Champignons de termitières

En plus des termites, diverses espèces de champignons poussant sur les termitières sont régulièrement consommées dans de nombreux pays tropicaux. Les champignons récoltés dans la nature constituent des compléments alimentaires importants pour les populations locales et ont aussi un rôle dans les traditions culturelles. Dans de nombreuses régions d’Afrique, on trouve couramment des champignons au marché, et ils sont aussi conservés pour être consommés pendant la saison sèche froide (Parent et Thoen, 1977).

Au Nigéria, les guérisseurs traditionnels yoroubas utilisent de nombreuses espèces du genre Termitomyces (Lyophyllaceae) comme remèdes ou comme envoûtements. Ces champignons tiennent aussi leur place dans le folklore et les mythes (Oso, 1977).

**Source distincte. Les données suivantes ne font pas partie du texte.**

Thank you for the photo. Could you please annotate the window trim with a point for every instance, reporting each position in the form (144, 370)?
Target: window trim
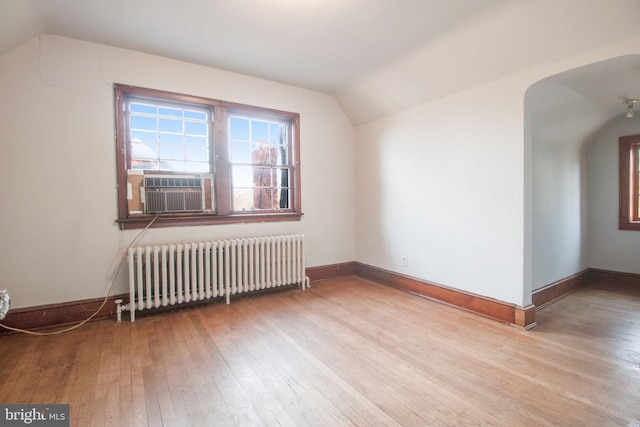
(628, 214)
(222, 182)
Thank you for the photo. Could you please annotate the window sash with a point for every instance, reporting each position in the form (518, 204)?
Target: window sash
(629, 183)
(219, 156)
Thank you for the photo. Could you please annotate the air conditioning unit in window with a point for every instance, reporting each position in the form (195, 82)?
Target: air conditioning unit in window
(174, 193)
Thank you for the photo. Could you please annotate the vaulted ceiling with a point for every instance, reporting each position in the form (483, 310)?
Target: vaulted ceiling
(376, 57)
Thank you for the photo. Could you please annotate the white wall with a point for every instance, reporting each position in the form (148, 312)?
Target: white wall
(58, 239)
(450, 185)
(442, 184)
(610, 248)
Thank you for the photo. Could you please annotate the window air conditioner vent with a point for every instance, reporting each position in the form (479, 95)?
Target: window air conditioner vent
(173, 194)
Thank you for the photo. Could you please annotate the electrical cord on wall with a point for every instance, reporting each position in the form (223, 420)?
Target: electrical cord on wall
(106, 298)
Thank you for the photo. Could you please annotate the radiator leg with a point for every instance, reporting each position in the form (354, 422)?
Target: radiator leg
(119, 309)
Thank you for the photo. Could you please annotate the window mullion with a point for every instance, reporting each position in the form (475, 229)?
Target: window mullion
(221, 161)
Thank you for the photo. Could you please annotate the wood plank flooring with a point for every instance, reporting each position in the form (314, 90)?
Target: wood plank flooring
(347, 352)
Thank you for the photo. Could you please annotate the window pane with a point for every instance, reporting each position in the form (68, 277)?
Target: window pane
(242, 199)
(239, 128)
(143, 123)
(198, 115)
(171, 152)
(262, 177)
(171, 138)
(169, 125)
(259, 131)
(242, 176)
(144, 136)
(164, 111)
(141, 150)
(263, 154)
(143, 108)
(240, 152)
(161, 129)
(195, 128)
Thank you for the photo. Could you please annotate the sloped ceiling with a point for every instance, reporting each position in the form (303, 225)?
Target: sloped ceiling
(376, 57)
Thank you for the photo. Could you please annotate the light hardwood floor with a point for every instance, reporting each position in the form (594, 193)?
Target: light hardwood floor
(345, 352)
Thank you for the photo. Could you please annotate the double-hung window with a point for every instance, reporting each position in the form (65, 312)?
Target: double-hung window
(629, 174)
(186, 160)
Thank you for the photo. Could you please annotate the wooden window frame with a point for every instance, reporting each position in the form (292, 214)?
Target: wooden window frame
(629, 209)
(221, 171)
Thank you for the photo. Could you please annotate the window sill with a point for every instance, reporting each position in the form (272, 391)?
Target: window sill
(186, 220)
(629, 225)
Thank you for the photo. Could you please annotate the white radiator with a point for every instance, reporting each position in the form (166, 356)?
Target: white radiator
(164, 275)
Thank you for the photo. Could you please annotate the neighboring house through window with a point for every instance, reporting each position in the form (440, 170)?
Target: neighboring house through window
(629, 174)
(190, 160)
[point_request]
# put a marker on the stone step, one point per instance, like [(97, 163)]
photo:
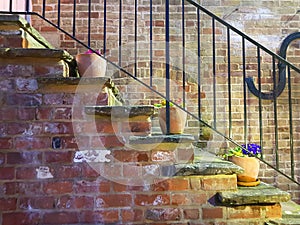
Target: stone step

Les champignons appartenant au genre Termitomyces s’élèvent directement des

«peignes» fongiques dans la termitière (Zoberi, 1973). Les noms locaux de ces cham-pignons sont souvent dérivés des noms locaux des termites. En Ouganda, par exemple, les nyoros appellent obunyanaka les champignons qui poussent sur les termitières des termites appelés enaka, alors que les champignons obunyantaike poussent sur les termitières des termites entaike. Les carpophores des espèces du genre Termitomyces sont

de grandes dimensions (jusqu’à 80 cm de diamètre), à l’exception de T. microcarpus qui ne font que de 0,5 à 2 cm de diamètre (Parent et Thoen, 1977); on trouve cette dernière espèce en Afrique de l’Ouest et en Afrique du Sud (Skelton et Matanganyidze, 1981).